For the European site, the surplus supply resulting from these false figures represents a large profit margin for the Polisario and Algeria. The diversion of this aid further harms the people who live in poor conditions in the camps in Tindouf where the most basic services are scarce. The state of health of the refugees is worrying, as EUtoday points out, with reference to the malnutrition of children and the exploitation of men and women for military and forced labour and other abuses.
EUtoday also includes the testimony of the Swedish Bjorn Hultin, an expert linked to the European Parliament, who says that the diversion of humanitarian aid is demonstrated by evidence and photos and is a common practice.
Recalling the outrage raised in the European Parliament following the first revelations of the European Anti-Fraud Office (EAFO) report in 2015, Hultin said that Polisario's leaders were systematically engaged in the misappropriation of humanitarian aid and were amassing large fortunes and luxury real estate, particularly in Spain, noting that "it is tragic to get rich at the expense of the suffering of the kidnapped populations".

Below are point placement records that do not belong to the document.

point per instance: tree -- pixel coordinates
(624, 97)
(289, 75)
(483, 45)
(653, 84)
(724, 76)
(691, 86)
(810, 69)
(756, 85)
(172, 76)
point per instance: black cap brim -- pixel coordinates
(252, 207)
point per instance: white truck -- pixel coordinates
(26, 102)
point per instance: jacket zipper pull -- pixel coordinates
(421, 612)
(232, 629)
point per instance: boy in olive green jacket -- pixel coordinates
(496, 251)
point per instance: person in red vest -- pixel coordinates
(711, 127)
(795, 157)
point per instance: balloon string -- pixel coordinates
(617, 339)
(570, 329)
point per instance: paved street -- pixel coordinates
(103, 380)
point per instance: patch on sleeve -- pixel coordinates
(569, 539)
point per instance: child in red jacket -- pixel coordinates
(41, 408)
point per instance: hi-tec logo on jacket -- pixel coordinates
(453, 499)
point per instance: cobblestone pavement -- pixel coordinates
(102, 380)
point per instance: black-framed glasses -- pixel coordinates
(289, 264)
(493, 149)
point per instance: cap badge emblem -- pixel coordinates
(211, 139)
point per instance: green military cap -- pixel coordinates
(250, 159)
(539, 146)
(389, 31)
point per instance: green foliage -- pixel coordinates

Nicolas Bay MEP (Member of European Parliament) also called for EU action against the reported continued misappropriation of European humanitarian aid by the PF and Algeria.
"Why does Brussels refuse to investigate these acts despite the evidence that is accumulating? Why does the EU continue to send almost 10 million euros of material every year to a camp that does not even know the real number of people it houses? This money is European countries' taxpayers' money, it is time to call Brussels and Algeria to account", regretted the French MEP in a statement issued last Wednesday.
The MEP refers to the same report of January 2015 issued by EAFO which "reveals a system of massive diversion of humanitarian aid orchestrated by the Polisario Front, with the complicity of Algeria".

The damning report, added the French MEP, stated that the real number of inhabitants of the Tindouf camps, controlled by the Polisario in western Algeria, is totally unknown, since the Algerian authorities forbid the EU to send a mission to the area to assess the situation.
The MEP recalls that a hearing in the European Parliament in July 2015 even revealed that "Algeria, which receives the aid in the port of Oran, imposes a 5% tax on the aid sent". He added that this traffic is still active to this day and that "a large part of humanitarian aid is sold each year in Mauritania to finance the Polisario and its operations against the territorial sovereignty of Morocco".
Therefore, the denunciations continue about the attitude of the PF and Algeria towards the refugees of Tindouf and the Saharawi question, in the face of which a very large part of the international community supports the solution proposed by Morocco of an autonomy for the region of Western Sahara under Moroccan sovereignty, in the face of the belligerent activity of the Polisario, which even calls to arms and demands a referendum which is not supported on an international level.